Study: Approach To Preventing
Teen Suicide Looks Promising
By Jane Shaskan
Despite many different approaches to stemming teen suicide during the past 15 years, it remains one of the leading causes of death among young adults. A relatively new program, Signs of Suicide or SOS, is showing real promise, according to a recent study conducted at the UConn Health Center.
"SOS combines two prominent suicide prevention strategies - curriculum-based instruction and depression screenings - to teach high school students to respond to the signs of suicide as an emergency, much as one would react to signs of a heart attack," says Robert Aseltine, associate professor of behavioral sciences and community health at the School of Dental Medicine. He conducted the study in collaboration with Screening for Mental Health Inc. in Wellesley, Mass., developers of the SOS program.

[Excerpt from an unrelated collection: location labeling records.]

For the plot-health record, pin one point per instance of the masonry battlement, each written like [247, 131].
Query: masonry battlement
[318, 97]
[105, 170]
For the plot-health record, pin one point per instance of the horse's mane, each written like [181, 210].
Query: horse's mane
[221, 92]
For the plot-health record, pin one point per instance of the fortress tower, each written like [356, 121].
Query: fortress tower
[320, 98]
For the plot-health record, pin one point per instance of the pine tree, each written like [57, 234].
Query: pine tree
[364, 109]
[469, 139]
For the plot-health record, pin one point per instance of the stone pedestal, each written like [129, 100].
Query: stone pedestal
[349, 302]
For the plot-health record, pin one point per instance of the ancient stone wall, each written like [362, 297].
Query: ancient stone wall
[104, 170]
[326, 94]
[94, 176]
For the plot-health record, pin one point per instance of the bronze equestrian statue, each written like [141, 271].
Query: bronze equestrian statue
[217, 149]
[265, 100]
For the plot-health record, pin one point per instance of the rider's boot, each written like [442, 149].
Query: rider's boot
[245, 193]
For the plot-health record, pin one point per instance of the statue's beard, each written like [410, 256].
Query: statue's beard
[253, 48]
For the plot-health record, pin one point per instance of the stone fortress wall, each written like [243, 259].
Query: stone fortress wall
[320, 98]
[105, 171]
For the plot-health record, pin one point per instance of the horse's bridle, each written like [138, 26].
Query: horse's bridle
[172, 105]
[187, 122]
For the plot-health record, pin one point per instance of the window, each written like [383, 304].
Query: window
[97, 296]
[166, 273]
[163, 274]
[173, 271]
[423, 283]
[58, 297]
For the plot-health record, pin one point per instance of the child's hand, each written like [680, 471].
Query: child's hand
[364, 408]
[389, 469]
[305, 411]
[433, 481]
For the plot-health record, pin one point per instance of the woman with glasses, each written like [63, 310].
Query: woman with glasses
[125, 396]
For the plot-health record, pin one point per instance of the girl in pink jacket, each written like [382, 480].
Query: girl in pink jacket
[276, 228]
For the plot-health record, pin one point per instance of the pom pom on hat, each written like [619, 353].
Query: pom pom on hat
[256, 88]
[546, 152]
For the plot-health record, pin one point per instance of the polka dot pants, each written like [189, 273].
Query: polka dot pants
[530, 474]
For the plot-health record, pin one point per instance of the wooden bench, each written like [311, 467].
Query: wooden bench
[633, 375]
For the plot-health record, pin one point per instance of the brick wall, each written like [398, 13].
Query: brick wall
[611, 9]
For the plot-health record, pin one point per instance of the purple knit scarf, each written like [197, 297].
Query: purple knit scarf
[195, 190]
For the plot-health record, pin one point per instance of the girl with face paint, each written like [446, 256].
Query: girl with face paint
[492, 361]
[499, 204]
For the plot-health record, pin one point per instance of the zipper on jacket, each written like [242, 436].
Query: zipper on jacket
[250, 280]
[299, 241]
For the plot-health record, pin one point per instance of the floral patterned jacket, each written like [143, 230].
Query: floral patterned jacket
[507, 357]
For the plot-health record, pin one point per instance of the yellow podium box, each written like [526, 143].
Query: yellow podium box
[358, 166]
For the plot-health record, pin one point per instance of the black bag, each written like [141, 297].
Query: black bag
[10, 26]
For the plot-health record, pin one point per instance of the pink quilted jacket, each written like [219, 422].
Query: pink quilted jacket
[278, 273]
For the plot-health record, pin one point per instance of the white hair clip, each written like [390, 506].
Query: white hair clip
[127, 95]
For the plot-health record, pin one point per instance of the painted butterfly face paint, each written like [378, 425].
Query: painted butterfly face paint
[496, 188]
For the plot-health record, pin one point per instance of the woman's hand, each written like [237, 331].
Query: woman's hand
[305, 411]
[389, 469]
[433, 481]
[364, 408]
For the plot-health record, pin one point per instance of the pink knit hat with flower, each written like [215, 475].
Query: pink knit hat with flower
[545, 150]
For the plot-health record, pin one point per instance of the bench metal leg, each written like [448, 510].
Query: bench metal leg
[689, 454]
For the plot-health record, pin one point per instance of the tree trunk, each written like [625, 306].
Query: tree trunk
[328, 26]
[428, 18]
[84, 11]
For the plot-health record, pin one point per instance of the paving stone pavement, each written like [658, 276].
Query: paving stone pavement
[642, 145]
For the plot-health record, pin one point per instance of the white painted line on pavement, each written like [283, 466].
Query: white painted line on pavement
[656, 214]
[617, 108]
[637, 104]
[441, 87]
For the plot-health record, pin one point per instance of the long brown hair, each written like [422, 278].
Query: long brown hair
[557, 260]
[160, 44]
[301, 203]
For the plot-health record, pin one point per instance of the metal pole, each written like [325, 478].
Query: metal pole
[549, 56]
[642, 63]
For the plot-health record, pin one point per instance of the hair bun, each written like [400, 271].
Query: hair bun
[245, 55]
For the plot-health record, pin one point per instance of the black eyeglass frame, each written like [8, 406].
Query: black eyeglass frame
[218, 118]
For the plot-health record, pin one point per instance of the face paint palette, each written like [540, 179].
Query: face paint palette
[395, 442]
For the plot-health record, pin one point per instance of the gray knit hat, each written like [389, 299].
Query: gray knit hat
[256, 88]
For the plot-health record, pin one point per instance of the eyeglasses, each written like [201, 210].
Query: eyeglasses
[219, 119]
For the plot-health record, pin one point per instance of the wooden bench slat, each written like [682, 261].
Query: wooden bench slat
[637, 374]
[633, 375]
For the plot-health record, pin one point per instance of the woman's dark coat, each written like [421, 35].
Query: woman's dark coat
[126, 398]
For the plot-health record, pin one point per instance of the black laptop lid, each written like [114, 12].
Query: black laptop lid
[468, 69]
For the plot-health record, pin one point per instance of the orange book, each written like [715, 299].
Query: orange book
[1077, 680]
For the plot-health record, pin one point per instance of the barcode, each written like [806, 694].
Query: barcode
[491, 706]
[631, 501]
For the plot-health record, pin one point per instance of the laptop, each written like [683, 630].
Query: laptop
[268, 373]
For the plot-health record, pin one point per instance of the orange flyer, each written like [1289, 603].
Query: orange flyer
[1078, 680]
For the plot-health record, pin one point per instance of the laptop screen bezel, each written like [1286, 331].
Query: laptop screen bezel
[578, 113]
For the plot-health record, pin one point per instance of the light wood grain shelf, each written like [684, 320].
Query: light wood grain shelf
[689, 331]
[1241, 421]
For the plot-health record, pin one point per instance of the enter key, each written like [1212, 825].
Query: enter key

"The goal of SOS is to teach young people to acknowledge the warning signs of suicide and take them seriously; to genuinely care about the person showing these symptoms; and to tell a responsible adult," Aseltine says. "For most teens, peers become the center of social involvement and emotional investment, so tapping into that peer group is key. By teaching them to recognize the signs of depression and empowering them to intervene when confronted with a friend showing suicidal symptoms, SOS capitalizes on this central feature of their development.
"Preliminary evidence seems to support that SOS is working," he adds.
Participating in the study, which was funded by the Center for Mental Health Services at the Substance Use and Mental Health Services Administration in Rockville, Md., and the Patterson Trust in Hartford, were 2,100 students from five high schools in Hartford and in Columbus, Ga.
Students were randomly selected to participate in the program in either the first or the second half of the school year. About three months after the first group completed the program, and before the second group started, both groups were given brief, self-administered questionnaires by interviewers from UConn's Center for Survey Research and Analysis.
The results of the survey showed that rates of suicidal thoughts and suicide attempts were significantly lower among the students who had participated in the program. These students also demonstrated greater knowledge and more constructive attitudes about depression and suicide.
Aseltine says SOS is the first school-based suicide prevention program to significantly reduce suicide attempts.
He says future research will look at more socially and geographically diverse areas, to see if the initial findings can be replicated, and will include follow-up to determine whether the positive effects last.
Although it is not "normal" for teens to have some thoughts of suicide, says Aseltine, unfortunately it is not unusual: "The goal of this program is to stop thoughts from turning into action."